Many studies have showed that shorter courses of antibiotics are just as effective as longer courses for certain infections, including those that impact children — an idea that has come to be called “shorter is better.”

“Infection is a leading cause of mortality in infants, and gram-negative rod bacteremia particularly is associated with higher rates of mortality,” Ashley Stark, MD, MS, a neonatology fellow at Duke University School of Medicine, told Healio. “E. coli is one of the most common cause of gram-negative rod bacteremia in infants, the most common cause of early onset bacteremia, and often a cause of late onset. However, we don’t know the optimal duration of antibiotic therapy in these infants.”

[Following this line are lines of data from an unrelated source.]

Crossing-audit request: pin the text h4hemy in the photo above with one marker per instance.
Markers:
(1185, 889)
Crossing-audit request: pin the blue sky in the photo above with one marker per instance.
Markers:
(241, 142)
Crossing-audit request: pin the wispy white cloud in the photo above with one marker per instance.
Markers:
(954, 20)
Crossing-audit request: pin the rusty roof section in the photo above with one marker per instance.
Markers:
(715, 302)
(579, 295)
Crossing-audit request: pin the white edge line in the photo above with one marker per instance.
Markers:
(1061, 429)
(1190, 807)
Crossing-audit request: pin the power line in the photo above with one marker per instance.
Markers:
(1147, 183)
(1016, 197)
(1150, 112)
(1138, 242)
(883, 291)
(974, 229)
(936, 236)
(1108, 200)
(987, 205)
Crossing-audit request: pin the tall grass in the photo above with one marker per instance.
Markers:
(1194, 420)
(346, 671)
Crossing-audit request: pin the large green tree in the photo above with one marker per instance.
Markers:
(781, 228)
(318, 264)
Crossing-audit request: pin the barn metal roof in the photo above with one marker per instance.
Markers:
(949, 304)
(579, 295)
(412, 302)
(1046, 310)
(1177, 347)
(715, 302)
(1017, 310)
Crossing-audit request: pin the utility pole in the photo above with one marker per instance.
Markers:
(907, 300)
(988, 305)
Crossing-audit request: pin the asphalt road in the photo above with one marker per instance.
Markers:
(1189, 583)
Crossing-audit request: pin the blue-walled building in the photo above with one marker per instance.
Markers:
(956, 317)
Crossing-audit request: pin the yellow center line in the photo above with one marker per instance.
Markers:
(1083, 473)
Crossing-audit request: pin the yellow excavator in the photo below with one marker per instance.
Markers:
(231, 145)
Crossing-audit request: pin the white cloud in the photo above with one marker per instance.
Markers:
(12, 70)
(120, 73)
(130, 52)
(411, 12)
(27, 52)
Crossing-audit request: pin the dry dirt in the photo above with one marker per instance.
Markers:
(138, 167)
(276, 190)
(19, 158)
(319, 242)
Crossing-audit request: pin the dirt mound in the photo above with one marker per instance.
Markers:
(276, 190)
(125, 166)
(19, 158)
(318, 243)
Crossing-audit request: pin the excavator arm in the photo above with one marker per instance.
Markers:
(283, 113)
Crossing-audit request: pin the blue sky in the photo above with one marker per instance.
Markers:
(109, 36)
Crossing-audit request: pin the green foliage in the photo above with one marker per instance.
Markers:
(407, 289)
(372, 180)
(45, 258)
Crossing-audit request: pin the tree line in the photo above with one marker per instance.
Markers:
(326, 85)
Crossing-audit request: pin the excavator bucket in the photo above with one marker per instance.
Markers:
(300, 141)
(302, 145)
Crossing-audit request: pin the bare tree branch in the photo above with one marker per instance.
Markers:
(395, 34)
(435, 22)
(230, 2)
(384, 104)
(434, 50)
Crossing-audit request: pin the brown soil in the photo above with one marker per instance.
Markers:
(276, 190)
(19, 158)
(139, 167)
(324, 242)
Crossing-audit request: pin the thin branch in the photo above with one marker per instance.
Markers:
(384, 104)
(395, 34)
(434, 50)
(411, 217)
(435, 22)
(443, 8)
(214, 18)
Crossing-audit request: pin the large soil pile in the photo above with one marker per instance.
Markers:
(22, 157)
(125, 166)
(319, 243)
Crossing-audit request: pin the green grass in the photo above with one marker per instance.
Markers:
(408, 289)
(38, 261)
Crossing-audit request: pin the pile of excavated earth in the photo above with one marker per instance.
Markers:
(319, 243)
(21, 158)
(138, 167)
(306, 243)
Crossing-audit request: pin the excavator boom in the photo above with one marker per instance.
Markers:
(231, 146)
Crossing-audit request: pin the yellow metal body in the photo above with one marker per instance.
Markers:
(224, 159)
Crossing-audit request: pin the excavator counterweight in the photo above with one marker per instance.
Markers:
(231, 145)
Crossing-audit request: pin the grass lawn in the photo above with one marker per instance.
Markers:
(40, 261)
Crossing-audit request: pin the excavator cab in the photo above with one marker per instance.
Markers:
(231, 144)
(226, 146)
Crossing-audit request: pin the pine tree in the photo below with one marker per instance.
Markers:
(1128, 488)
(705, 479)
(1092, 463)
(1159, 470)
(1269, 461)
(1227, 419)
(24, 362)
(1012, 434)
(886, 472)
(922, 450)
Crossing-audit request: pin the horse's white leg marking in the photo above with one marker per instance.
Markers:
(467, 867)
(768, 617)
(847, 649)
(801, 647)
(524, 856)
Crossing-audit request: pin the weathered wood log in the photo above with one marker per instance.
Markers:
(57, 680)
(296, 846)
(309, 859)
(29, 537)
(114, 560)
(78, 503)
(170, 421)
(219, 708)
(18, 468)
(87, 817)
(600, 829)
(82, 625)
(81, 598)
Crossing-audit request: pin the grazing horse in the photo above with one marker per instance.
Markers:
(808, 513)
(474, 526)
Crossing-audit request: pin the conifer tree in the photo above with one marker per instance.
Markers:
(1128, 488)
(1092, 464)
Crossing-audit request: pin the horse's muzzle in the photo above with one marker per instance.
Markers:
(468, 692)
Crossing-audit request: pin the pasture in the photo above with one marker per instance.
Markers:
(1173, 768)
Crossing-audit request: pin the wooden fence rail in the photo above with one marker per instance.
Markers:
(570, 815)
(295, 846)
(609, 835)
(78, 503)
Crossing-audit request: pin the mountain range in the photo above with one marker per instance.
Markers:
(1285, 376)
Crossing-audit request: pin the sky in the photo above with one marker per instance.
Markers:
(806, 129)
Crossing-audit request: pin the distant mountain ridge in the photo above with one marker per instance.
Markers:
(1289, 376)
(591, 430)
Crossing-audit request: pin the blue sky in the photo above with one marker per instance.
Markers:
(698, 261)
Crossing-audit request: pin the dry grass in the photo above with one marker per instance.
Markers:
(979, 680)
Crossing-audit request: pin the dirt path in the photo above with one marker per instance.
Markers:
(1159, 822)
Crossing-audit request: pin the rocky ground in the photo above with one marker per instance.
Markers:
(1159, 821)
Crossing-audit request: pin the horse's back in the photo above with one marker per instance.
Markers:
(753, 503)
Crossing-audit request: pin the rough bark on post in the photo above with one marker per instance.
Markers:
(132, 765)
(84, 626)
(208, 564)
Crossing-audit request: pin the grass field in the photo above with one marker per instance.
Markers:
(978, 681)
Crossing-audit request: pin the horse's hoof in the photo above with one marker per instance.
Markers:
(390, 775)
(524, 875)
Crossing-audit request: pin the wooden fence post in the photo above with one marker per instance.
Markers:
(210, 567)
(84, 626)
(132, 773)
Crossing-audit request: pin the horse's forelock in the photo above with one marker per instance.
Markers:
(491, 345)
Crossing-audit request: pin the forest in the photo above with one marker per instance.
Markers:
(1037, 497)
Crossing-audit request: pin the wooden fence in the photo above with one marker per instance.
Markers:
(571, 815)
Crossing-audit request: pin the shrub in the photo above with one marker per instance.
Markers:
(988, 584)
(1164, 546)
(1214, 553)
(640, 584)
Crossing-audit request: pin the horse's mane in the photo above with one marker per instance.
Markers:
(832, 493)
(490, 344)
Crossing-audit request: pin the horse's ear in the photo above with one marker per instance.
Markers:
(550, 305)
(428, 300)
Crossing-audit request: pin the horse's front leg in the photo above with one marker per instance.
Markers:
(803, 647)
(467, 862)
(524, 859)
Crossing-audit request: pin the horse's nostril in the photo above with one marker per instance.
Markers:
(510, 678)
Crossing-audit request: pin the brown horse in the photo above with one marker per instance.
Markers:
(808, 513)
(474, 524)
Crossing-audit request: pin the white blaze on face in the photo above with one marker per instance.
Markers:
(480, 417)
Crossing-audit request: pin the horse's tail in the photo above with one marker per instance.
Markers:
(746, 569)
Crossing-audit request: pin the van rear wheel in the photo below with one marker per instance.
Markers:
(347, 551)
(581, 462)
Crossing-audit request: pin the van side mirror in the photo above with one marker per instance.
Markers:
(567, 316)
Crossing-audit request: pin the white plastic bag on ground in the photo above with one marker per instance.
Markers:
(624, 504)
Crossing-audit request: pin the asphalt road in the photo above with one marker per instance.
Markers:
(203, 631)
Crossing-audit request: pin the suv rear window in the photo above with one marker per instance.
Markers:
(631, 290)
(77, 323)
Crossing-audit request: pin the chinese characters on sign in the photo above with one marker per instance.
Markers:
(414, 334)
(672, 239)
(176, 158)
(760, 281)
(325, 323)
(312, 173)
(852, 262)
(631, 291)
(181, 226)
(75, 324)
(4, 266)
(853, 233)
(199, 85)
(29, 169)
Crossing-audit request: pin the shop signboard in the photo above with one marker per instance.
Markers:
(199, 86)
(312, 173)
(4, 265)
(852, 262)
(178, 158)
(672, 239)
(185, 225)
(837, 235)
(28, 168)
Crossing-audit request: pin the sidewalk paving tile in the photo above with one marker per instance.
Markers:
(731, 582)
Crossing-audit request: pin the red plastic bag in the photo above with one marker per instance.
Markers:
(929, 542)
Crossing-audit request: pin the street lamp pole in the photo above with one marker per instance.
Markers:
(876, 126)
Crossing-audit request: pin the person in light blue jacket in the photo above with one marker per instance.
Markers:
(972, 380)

Stark and colleagues retrieved data from over 400 NICUs and 1.6 million patients in the United States to find infants with first instance of E. coli bacteremia between 1997 and 2020 who were initiated on antibiotics within 2 days of an index culture.

Their study included 983 of these infants who were not evaluated for meningitis — something that is often deferred in infants with bacteremia because of concerns of clinical instability, the researchers noted.

They compared participants’ in-hospital mortality and a combination of recurrence of infection or death based on three lengths of antibiotic course — patients who received fewer than 14 days, 14 to 21 days, or more than 21 days of therapy.

The results painted a “stark contrast” between the cohorts, Stark said.

Altogether, 44% of infants received fewer than 14 days of antibiotics, 30% received 14 to 21 days of therapy, and 26% received 21 or more days of treatment.
, infants who received 14 to 21 days of antibiotics or more than 21 days were far less likely to experience the combined outcome of recurrence of infection or death, with ORs of 0.14 (95% CI, 0.09-0.22) and 0.2 (95% CI, 0.13-0.31), respectively, compared with infants who received less than 14 days of therapy.

In another cohort of 624 infants with E coli bacteremia who underwent a CSF evaluation with a negative culture and no pleocytosis, antibiotic durations of shorter than 14 days were not associated with worse outcomes, Stark said.

“However, in the cohort in which a CSF was not obtained, shorter durations of antibiotic therapy were associated with higher mortality compared to infants who had longer durations of antibiotic therapy,” she said.

Stark said a prospective study is needed to confirm the findings.

“Although we showed that there was no increase in mortality in infants with E. coli bacteremia who did undergo a CSF evaluation, we don’t know the exact number of days for antibiotic therapy that is appropriate since we grouped our antibiotic durations into three categories,” Stark said. “Is it 10 days? Fourteen days? Future studies would also need to clarify this important question.”